Most large websites suffer from an invisible problem holding back their website.
You keep publishing content at scale. You can see that your pages are indexed. And yet both your SEO & AI visibility declines... nobody can point to why.
Now their is a solution. The Google Index Health Checkup.
It's a simple workbook that uses Ahrefs data to tell you whether a site has index bloat, and whether it deserves a deeper look.
This post walks through what it does, who it's for, and exactly how to fill it in.
How to use the Google index health checkup workbook.
This free checkup benchmarks the health of your site's presence in Google's index.
It helps a business quickly understand whether there are underlying Google index health issues, using easy-to-access Ahrefs data.
It's not a deep-dive diagnostic tool.
Instead, it's meant to point you in a direction.
So any website can understand at a glance whether they need to do any deep dive analysis.
Get the workbook below.
Just publishing content at scale isn't enough anymore.
Every company running a large website has watched the same pattern over the last few years: they publish more pages but see organic search traffic and visibility declining.
The usual suspects get blamed first: core updates, AI search, or technical issues. Sometimes things stabilise. Often they don’t.
But here is a cause almost no one investigates: your content is creating index bloat, which is dragging down your SEO and AI visibility.
By dealing with index bloat, you can help unlock your website's visibility.

This workbook is the first step in helping SEO teams uncover Google index bloat.
Before we dive in, I want to be clear about something.
This is not a deep-dive diagnostic. It will not tell you the full root cause of an indexing problem, and it isn't meant to.
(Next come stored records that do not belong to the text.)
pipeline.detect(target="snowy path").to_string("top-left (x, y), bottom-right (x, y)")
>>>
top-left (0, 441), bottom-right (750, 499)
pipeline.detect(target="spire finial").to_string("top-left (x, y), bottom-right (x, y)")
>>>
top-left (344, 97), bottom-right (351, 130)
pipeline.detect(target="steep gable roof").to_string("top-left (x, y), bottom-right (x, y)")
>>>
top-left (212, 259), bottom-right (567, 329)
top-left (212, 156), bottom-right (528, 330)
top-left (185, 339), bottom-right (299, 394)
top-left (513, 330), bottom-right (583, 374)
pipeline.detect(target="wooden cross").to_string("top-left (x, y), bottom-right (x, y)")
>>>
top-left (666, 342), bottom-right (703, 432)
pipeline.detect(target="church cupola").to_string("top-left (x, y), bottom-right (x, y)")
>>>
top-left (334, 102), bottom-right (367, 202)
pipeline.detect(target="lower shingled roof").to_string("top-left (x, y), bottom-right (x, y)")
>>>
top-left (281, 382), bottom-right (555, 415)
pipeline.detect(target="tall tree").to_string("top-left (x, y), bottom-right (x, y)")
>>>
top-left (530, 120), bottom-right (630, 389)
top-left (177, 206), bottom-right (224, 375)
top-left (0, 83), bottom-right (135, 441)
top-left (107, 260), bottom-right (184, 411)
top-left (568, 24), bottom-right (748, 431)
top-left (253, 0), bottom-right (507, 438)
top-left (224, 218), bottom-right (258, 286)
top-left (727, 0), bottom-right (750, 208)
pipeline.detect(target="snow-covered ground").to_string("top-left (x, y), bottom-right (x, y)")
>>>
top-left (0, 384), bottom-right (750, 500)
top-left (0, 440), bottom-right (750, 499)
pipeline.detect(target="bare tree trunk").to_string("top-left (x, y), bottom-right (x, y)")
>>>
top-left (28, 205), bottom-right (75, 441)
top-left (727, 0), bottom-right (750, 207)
What it does is give you direction.
It surfaces the signals that tell you whether a website is carrying index bloat, so you know whether to commit time to a proper investigation.
Think of it as a flag, not a verdict.
If you suspect a site has indexing or index bloat issues, this workbook can help you:
All it needs is Ahrefs data to work.
The Google Index Health Checkup workbook can be completed in 3 steps:
Open Ahrefs.
Enter the domain or subdomain you want to monitor. When you enter the domain, set it to Path, not domain or subdomains.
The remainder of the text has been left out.